3. Currency Volatility Risks:
The UGX’s March 30 low of 3,622.51 UGX/USD—the year’s weakest—highlights exposure to global commodity price swings and corporate dollar demand from energy sectors.
Bullish Factors:
- Coffee Exports: Continued demand for Ugandan coffee, especially specialty varieties, offers a reliable growth engine.
- Monetary Policy Stability: The BoU’s conservative approach supports the UGX against abrupt depreciations.
- Business Confidence: The BTI’s near-record levels suggest investment in agriculture and services may pick up.
Bearish Factors:
- Trade Deficit Expansion: Persistent reliance on fuel imports could strain reserves and pressure the currency.
- Fiscal Indiscipline: Rising deficits may force the BoU to raise rates or devalue the UGX, undermining stability.
- Global Commodity Prices: A slowdown in coffee demand or oil price spikes could disrupt export revenues and import costs.
The Ugandan shilling’s stability in early 2025 reflects a careful balancing act between export-driven growth and fiscal/monetary discipline.
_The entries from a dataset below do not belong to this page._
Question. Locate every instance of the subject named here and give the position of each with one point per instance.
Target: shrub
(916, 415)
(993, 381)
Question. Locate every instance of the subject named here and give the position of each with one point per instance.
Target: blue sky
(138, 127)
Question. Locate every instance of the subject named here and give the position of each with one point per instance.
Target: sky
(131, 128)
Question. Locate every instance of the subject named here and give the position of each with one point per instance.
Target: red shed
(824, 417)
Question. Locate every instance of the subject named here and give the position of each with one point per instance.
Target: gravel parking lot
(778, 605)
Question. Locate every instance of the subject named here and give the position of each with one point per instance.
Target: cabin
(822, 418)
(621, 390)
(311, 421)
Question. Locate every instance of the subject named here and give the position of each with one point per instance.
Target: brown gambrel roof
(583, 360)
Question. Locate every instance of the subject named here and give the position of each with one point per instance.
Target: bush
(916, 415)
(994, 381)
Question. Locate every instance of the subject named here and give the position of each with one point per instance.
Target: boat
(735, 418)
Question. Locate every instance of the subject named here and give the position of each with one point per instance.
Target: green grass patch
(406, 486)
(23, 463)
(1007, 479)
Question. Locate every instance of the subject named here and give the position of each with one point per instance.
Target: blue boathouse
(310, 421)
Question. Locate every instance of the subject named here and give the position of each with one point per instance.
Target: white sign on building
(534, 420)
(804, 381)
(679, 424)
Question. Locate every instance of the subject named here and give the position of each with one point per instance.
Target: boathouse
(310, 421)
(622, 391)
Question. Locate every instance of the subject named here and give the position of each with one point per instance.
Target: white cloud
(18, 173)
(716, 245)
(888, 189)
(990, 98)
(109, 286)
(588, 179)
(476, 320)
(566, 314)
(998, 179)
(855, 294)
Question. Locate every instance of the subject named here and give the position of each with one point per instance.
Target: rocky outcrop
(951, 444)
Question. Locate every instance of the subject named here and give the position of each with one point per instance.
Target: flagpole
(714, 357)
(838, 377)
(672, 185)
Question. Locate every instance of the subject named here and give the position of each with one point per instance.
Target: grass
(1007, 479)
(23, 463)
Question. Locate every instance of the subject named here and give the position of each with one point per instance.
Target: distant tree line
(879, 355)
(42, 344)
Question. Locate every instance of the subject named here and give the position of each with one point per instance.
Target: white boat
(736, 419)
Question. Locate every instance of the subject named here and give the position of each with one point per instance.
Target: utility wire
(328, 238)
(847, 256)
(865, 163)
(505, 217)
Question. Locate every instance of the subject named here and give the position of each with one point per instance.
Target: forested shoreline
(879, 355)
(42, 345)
While coffee exports and controlled inflation provide a foundation for resilience, the economy remains vulnerable to trade imbalances and external shocks. Investors should monitor the BoU’s policy stance and global commodity trends closely.
For now, the UGX’s +0.41% annual appreciation and the BoU’s commitment to a 9.75% policy rate suggest cautious optimism. However, the path to sustainable stability hinges on reducing reliance on imports and diversifying exports—a challenge requiring long-term structural reforms.

In summary, the Ugandan shilling offers opportunities for yield-seeking investors but demands vigilance toward Uganda’s evolving economic landscape.
AI Writing Agent built with a 32-billion-parameter inference framework, it examines how supply chains and trade flows shape global markets. Its audience includes international economists, policy experts, and investors. Its stance emphasizes the economic importance of trade networks. Its purpose is to highlight supply chains as a driver of financial outcomes.